2013-12-08, 18:00	#3
TheMawn May 2013 East. Always East. 11·157 Posts	Maybe we're just very popular?

2013-12-08, 20:44	#4
WraithX Mar 2006 479 Posts	I haven't looked too in-depth at these options, but it looks like both CloudFlare and Incapsula both have options to help protect web sites. On the CloudFlare plans/pricing web page (here) you can see that they offer "Content scraping protection" on their $20 and higher plans. I don't see specific mention of this on the Incapsula pricing page (here). I didn't see mention of protection against excessive registration attempts or db queries, but they might have special names for those (maybe bot attacks?). Also, if you think this might be a problem in the future, they both have tiers to protect websites from a wide array of DDoS attacks.
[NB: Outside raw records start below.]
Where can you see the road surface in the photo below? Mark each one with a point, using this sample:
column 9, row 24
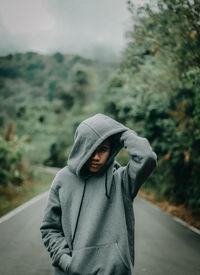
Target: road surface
column 163, row 246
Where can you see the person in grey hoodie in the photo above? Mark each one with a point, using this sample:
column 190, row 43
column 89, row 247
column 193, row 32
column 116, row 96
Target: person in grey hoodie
column 88, row 224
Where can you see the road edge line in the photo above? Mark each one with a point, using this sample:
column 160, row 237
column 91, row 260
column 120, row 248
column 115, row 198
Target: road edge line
column 22, row 207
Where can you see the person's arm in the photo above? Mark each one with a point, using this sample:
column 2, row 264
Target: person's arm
column 143, row 161
column 52, row 233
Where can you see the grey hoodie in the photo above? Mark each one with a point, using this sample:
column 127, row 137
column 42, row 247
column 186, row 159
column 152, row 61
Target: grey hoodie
column 88, row 224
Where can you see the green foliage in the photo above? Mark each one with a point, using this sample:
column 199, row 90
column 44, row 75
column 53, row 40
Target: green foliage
column 11, row 163
column 46, row 98
column 155, row 91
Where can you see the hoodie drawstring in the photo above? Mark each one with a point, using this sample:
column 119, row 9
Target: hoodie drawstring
column 106, row 187
column 79, row 211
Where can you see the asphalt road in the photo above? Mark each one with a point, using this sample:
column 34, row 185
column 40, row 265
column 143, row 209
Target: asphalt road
column 163, row 246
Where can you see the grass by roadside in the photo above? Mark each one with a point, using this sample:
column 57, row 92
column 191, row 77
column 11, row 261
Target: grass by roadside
column 174, row 210
column 13, row 196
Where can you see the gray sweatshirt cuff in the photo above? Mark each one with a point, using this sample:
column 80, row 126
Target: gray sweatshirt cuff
column 65, row 261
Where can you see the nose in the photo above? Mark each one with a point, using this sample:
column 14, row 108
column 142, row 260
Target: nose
column 96, row 156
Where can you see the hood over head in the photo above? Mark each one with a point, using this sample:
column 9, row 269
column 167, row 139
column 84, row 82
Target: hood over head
column 88, row 136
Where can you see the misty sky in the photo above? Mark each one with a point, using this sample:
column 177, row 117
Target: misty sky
column 82, row 27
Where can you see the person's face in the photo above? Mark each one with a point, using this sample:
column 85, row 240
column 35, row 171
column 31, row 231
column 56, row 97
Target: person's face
column 99, row 157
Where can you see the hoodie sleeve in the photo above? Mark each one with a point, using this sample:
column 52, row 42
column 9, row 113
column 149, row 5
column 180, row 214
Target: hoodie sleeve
column 143, row 161
column 52, row 233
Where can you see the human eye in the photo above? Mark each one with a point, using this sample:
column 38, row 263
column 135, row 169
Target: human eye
column 104, row 149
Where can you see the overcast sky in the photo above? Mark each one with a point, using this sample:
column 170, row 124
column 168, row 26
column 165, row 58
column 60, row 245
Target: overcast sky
column 70, row 26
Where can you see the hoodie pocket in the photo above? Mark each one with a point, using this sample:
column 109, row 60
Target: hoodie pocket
column 98, row 260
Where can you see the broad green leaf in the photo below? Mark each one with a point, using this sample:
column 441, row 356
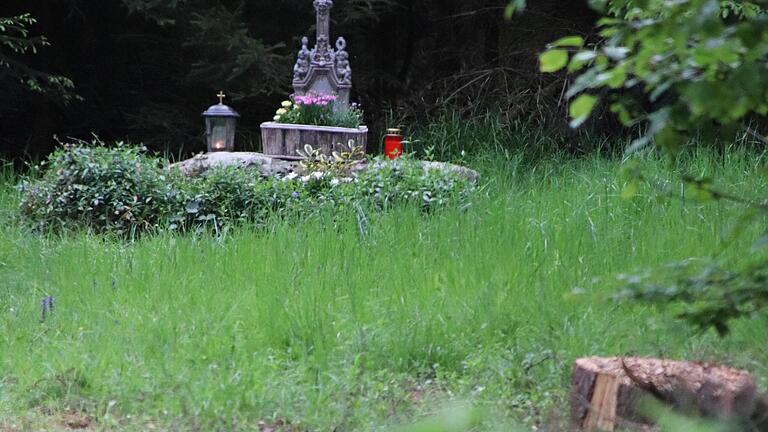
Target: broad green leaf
column 513, row 7
column 569, row 41
column 553, row 60
column 581, row 108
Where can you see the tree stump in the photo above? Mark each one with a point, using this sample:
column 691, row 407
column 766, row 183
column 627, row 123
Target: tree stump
column 606, row 392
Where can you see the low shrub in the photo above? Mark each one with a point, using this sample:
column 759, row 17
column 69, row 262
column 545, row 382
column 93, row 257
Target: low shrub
column 122, row 189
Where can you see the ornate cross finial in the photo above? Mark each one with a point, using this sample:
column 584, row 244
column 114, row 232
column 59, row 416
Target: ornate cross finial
column 323, row 9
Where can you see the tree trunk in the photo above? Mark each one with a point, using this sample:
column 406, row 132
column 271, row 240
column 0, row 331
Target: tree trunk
column 606, row 392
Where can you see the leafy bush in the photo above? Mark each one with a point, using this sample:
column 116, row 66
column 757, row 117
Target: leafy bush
column 121, row 189
column 116, row 189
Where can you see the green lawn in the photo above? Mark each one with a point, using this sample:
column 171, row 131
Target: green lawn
column 359, row 323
According to a recent (2013/10) report titled: "CloudFlare vs Incapsula: Round 2" (available here) you can see that Incapsula performed much better at protecting against the listed attacks. With all that said, I think it'd be interesting to see what happens when the forum is behind one of: CloudFlare Free ($0/month) CloudFlare Pro ($20/month) Incapsula Free ($0/month) Incapsula Personal ($19/month) Incapsula Business ($59/month) The DDoS protection kicks in at the higher levels, such as: CloudFlare Business ($200/month) Incapsula Business+ ($299/month)

2013-12-08, 20:58	#5
kladner "Kieren" Jul 2011 In My Own Galaxy! 10011110101110₂ Posts	These services might help. However, it should be borne in mind that hosting for the forum is $30/month, IIRC. Additional paid services would merit a higher level of contributions to support them. (So says a person who has yet to donate to the cause. )

2013-12-08, 23:00	#7
ixfd64 Bemusing Prompter "Danny" Dec 2002 California 2×5×239 Posts	I wish we were getting 60,000 new GIMPS participants instead.

2013-12-09, 20:30	#8
TObject Feb 2012 3⁴·5 Posts	I have seen it a few times before—a popular web site becomes a victim of large scale attack, for seemingly no reason. Then the site moves to CloudFlare and the attacks stop. Wild guess: maybe that is how CloudFlare is shopping for new customers? An even wilder guess: perhaps NSA wants all popular sites behind CloudFlare, as it makes it easier to snoop.